Abdulmutallab, 25, is due to be sentenced Thursday in
Detroit and faces up to life in prison after pleading guilty to
charges he tried to down a Northwest Airlines jumbo jet
with 289 people aboard on a flight from Amsterdam to Detroit.
The bomb, hidden in his underwear, failed to fully detonate
and he was subdued. The incident led U.S. security officials to
quickly bolster airport security, deploying full-body scanners
to try to detect explosives hidden in clothing.
In October, Abdulmutallab pleaded guilty days after his
trial began, saying he had wanted to avenge the killing of
innocent Muslims by the United States.
In a sentencing memorandum filed in federal court in
Detroit, prosecutors urged a judge to sentence Abdulmutallab to
the maximum of life in a U.S. prison.
For the first time, prosecutors revealed new details of the
plot, including Abdulmutallab's close connections to the al
Qaeda leader, who has been linked to other plots against the
Abdulmutallab went to Yemen in August 2009 and sought out
Awlaki in mosques. He made contact, was taken to Awlaki's home
in the desert and agreed to carry out an attack, according to
the court papers.
He was then was sent to receive training from an al Qaeda
bombmaker, Ibrahim Al Asiri, in an AQAP camp where they
discussed the mission. Asiri delivered the underwear bomb to
Abdulmutallab and trained him on how to detonate it.
Awlaki helped Abdulmutallab write a martyrdom statement and
arranged for a "professional film crew" to film the five-minute
message, prosecutors said in the sentencing memorandum.

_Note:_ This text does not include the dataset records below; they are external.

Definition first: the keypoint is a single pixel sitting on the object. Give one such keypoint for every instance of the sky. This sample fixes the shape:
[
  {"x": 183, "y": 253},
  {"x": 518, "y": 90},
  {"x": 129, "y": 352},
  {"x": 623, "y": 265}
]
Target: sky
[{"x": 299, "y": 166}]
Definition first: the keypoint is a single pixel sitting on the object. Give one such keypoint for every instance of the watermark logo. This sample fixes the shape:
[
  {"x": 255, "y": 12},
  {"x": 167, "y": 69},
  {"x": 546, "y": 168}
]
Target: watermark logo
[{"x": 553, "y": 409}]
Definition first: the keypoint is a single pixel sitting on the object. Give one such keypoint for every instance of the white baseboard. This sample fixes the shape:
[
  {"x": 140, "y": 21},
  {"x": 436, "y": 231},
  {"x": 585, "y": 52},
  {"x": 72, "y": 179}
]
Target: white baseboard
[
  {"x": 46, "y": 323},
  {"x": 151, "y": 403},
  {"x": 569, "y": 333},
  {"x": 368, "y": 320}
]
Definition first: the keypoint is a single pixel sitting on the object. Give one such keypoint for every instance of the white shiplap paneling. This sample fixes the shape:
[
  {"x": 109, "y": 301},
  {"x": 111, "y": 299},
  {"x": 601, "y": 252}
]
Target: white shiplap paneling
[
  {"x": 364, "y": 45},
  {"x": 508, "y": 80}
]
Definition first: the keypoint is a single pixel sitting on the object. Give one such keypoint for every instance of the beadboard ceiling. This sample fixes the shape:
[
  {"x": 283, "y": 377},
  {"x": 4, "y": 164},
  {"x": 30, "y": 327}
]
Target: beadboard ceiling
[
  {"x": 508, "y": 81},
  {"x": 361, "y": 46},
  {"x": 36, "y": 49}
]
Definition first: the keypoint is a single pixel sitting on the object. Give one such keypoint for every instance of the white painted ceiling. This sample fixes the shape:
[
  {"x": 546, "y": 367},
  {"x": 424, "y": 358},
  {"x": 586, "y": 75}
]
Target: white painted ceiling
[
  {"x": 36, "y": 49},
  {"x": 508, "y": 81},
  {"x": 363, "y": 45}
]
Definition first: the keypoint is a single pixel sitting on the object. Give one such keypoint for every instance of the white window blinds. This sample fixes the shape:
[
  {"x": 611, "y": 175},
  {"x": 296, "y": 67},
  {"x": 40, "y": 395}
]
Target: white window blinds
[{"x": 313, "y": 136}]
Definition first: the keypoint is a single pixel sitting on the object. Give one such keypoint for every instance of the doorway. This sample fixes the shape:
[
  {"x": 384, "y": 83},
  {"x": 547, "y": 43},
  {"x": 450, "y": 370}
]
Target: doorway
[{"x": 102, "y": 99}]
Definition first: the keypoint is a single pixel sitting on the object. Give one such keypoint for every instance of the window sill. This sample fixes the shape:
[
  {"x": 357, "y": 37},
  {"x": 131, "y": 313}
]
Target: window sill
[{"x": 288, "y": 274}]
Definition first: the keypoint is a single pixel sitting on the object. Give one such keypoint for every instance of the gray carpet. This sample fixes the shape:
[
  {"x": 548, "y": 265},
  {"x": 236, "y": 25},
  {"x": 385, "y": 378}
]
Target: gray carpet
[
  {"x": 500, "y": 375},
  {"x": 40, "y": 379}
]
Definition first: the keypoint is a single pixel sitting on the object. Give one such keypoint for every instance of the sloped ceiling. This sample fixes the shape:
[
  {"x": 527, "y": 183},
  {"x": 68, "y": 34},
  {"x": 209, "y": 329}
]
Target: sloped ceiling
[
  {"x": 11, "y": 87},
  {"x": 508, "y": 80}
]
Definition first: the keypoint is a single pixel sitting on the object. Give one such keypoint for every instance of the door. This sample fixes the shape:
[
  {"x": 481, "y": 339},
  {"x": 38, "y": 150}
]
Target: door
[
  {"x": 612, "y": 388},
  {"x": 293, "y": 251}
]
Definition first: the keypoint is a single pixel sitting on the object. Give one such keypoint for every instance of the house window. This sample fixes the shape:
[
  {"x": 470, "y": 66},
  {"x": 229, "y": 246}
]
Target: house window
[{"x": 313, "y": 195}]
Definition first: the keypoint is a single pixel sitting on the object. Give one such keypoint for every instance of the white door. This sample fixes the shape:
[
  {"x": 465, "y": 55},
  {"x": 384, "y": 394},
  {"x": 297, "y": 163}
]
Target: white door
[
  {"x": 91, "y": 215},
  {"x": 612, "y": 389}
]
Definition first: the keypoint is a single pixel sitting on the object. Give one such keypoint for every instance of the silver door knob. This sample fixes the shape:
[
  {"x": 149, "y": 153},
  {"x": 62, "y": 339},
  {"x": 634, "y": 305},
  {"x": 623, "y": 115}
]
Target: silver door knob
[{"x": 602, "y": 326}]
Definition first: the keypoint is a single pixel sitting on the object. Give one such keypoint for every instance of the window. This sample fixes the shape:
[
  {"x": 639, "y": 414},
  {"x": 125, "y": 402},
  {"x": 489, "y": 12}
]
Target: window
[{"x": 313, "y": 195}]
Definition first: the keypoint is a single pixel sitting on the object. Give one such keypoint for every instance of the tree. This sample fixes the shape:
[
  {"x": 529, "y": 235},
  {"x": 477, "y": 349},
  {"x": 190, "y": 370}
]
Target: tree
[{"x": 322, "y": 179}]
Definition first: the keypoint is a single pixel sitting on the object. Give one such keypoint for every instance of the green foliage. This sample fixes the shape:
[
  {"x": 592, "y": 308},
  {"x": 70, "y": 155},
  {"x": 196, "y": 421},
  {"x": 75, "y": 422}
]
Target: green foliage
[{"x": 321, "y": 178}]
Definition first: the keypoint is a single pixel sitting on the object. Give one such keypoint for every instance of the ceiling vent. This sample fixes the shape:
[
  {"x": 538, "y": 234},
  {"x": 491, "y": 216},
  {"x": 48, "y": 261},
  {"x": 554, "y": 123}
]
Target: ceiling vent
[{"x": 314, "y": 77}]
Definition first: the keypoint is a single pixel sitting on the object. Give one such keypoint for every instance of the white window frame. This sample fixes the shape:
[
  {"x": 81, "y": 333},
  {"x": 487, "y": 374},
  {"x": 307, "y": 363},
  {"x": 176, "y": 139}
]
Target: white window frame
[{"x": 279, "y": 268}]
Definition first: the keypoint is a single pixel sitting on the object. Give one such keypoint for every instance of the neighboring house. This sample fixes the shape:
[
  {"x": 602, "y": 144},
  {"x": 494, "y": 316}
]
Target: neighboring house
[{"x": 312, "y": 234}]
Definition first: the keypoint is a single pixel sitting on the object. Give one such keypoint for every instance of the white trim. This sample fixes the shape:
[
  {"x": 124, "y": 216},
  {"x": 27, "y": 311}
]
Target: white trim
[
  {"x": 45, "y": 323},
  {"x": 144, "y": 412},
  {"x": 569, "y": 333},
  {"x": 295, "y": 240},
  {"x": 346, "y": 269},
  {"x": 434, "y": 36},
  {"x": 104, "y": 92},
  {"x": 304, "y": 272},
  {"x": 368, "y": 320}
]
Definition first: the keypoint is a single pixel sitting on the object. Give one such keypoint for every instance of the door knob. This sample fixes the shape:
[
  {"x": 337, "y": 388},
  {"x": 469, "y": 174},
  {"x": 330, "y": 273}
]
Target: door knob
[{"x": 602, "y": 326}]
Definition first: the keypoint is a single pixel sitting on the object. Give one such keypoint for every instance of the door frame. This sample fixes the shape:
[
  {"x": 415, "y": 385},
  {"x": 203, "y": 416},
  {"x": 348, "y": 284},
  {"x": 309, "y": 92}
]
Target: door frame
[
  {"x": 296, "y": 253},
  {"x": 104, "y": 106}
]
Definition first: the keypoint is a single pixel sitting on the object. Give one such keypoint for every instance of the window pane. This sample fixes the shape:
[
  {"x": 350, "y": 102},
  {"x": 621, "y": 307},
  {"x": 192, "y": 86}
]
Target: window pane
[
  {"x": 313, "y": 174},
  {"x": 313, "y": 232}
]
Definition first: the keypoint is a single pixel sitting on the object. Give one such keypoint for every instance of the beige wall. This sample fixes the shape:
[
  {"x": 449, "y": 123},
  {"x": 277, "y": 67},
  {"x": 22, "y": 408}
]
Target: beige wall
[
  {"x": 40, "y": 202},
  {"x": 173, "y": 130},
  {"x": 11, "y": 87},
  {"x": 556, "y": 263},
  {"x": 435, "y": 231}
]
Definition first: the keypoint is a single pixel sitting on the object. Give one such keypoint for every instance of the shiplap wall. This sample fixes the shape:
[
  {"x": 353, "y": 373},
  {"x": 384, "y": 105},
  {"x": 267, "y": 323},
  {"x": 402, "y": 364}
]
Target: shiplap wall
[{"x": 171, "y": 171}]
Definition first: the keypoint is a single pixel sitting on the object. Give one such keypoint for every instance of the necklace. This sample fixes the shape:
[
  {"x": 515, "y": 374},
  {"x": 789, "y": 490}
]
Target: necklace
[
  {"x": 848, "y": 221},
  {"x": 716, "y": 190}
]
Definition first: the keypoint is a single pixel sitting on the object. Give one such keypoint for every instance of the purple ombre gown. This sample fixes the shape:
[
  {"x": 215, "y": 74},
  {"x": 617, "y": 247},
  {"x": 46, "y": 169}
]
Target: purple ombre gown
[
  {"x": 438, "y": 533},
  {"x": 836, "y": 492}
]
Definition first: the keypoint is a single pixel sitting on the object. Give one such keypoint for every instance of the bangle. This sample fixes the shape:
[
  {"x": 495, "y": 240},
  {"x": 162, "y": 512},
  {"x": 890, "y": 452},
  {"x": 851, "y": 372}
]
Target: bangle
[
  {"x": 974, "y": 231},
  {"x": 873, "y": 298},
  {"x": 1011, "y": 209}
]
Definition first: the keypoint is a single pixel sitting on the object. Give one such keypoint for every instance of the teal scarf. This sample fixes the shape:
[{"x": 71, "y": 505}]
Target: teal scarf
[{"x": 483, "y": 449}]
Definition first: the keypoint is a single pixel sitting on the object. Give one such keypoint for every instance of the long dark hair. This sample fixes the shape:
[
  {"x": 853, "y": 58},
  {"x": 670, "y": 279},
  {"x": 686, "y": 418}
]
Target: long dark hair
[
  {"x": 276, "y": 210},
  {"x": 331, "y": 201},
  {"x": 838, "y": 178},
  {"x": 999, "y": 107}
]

"Although Awlaki gave defendant operational flexibility,
Awlaki instructed defendant that the only requirements were that
the attack be on a U.S. airliner, and that the attack take place
over U.S. soil," the court papers said.
Prosecutors also asked permission to show at the sentencing
hearing on Thursday a video the FBI created which simulated the
bomb Abdulmutallab tried to detonate.
Awlaki, who was identified by U.S. intelligence as "chief of
external operations" for al Qaeda's Yemen branch and a Web-savvy
propagandist for the Islamist cause, was killed in an attack by
missiles fired from multiple CIA drones in a remote Yemeni town,
U.S. officials have said previously.
The U.S.-born cleric left for Yemen after the Sept. 11, 2001
attacks. Also killed in the drone strike was Samir Khan, another
American who turned to militancy and served as editor of
"Inspire," a glossy magazine used as a propaganda and
recruitment vehicle by al Qaeda in the Arabian Peninsula.